The above diagram shows that selective JAK1 inhibition manages to control the RA disease process while limiting the side effects witnessed while using JAK2 and JAK3 inhibitors.

AbbVie also tested ABT-494’s efficacy based on RA trials with other investigational selective JAK1 inhibitors such as Galapagos NV’s (GLPG) Filgotinib and Eli Lilly (LLY) and Incyte’s (INCY) Baricitinib.

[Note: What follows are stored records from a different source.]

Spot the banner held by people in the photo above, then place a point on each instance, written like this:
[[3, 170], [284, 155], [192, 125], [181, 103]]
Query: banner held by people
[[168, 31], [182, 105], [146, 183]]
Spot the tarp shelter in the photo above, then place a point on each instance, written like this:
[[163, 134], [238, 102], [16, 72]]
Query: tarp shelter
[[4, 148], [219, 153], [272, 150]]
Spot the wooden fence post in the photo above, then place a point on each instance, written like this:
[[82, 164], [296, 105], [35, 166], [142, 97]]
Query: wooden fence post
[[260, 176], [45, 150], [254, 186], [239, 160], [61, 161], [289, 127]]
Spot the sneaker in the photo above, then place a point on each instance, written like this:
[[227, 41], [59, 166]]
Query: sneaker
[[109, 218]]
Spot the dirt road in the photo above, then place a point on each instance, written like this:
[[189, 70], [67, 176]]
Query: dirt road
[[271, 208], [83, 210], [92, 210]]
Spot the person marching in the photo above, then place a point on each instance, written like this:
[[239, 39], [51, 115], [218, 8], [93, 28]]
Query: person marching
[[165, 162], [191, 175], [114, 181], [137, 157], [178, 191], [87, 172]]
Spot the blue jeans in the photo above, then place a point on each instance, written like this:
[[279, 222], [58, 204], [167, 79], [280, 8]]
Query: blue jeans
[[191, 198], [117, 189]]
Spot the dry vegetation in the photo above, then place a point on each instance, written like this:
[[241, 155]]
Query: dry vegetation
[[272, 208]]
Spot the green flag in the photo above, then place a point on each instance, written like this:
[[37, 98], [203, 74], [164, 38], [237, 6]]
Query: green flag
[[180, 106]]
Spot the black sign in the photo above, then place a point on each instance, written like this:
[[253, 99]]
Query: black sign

According to, “A number [is given] indicating how much a person’s rheumatoid arthritis [RA] has improved, based on guidelines set forth by the American College of Rheumatology [ACR]. The ACR score represents a percentage. An ACR20 score means that a person’s RA has improved by 20%, an ACR50 score means it has improved by 50%, and an ACR70 score means it has improved by 70%.”

Based on ACR20, ACR50, and ACR70 scores for Filgotinib, Baricitinib, and ABT-494, respectively, ABT-494 demonstrated higher efficacy than its peers.

While ABT-494 was dosed twice daily in Phase 2 trials, AbbVie is testing the use of the drug as a single daily dosage in its Phase 3 trials. If successful, the single dosage regimen will result in better dosage adherence, improving ABT-494’s commercial prospects.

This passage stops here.